In retrospect, jumping into a fountain might have been easier. Omelette flambées isn’t on your local brunch spot’s menu. It isn’t on any modern menu, and for good reason—eggs burn quick. The dish isn’t worth the trouble. Back in the day, restaurants would come flambée dishes tableside, so at least you were getting a show, if not an actually edible dish. Note that this practice was eventually discontinued after too many ladies’ dresses caught on fire.
I worked my kitchen contacts and got my parents’ local breakfast spot to agree to light up my eggs. A la Zelda, I brought my own applejack, and was led back to the small kitchen. A line cook whisked a few eggs, scrambled them in a pan, gave the eggs a few splashes of applejack, and BOOM, the pan raged with flames.
The cook who flambéed my eggs doused the flames after a few seconds, turned off the heat, and tipped the pan into the trash, dumping out the applejack eggs.
“Oh no, I need to eat those!” I told him.
“You don’t want to eat these.”
“No, I have to, for this internet thing.”
The cook gave me a look and flambéed up another batch of applejack eggs. I imagine this No, but seriously what the actual fuck look was a look Zelda Fitzgerald got every day of her life. She lived for causing a ruckus. Zelda was a picky eater, she stuck mostly to tomato sandwiches. She probably never even ate those eggs, just wanted to see her breakfast go up in flames.
It is not noted in recollections of that day whether Zelda ever actually ate her omelette flambées, but I ate mine and it tasted like… eggs. Okay, maybe eggs with a hint of alcohol somewhere in there. Paul, the restaurant manager who has a far superior palate to mine, had a bite of the eggs, and said he could taste canned artichoke. So there you go. Applejack eggs=canned artichoke eggs.

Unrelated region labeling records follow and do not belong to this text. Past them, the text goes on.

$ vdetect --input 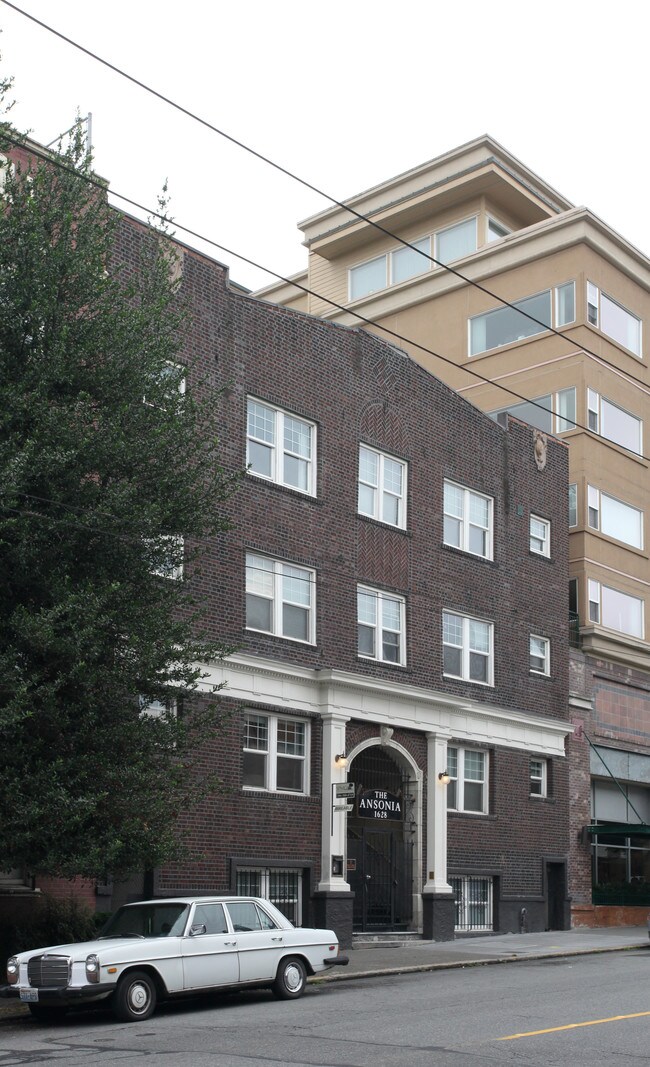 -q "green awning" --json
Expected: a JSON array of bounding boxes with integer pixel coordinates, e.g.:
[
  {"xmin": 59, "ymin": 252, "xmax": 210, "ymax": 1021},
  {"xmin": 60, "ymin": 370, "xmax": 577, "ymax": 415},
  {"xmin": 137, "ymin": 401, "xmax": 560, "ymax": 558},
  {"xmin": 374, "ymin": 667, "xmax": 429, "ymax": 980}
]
[{"xmin": 585, "ymin": 823, "xmax": 650, "ymax": 838}]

Eating one breakfast like this iconic woman proved to be much more of an ordeal than I’m used to on an average Thursday morning. Which is the point, entirely. “Everyday is an adventure” is a hoaried old cliché, but for Zelda, it really was. As Scott wrote, in a letter to his daughter Scottie about Zelda “I fell in love with her courage, her sincerity, and her flaming self respect.” Zelda was a difficult and unstable woman, as big a hit as she was at parties, she was near-impossible to live with, which made her a sadly perfect match for her equally difficult and unstable husband. Their marriage took a tragic turn as Scott was consumed by his alcoholism and Zelda’s behavior became increasingly worrisome. Throughout the 1930s Zelda was in and out of psychiatric facilities. At the time, she was diagnosed with schizophrenia, Fitzgerald scholars now believe it’s much more likely she had bipolar disorder.

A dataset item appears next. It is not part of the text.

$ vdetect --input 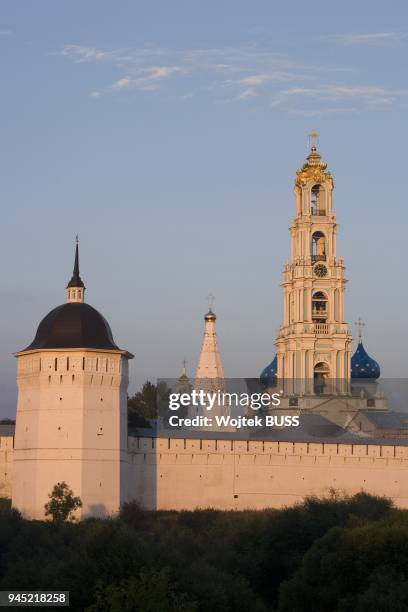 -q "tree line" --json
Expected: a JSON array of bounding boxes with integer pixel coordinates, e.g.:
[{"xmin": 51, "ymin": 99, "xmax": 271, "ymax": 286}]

Still, Zelda is best remembered for her charisma and daring and that “flaming self-respect” Scott talked about. Knowing what a celebrity was really like is near impossible, particularly someone with a personality as outsized as Zelda’s. But I think I understand Zelda Fitzgerald just a little better after eating breakfast like her. It was a whole ordeal for me to engage in just one of her daring feats. For Zelda, this was just another morning.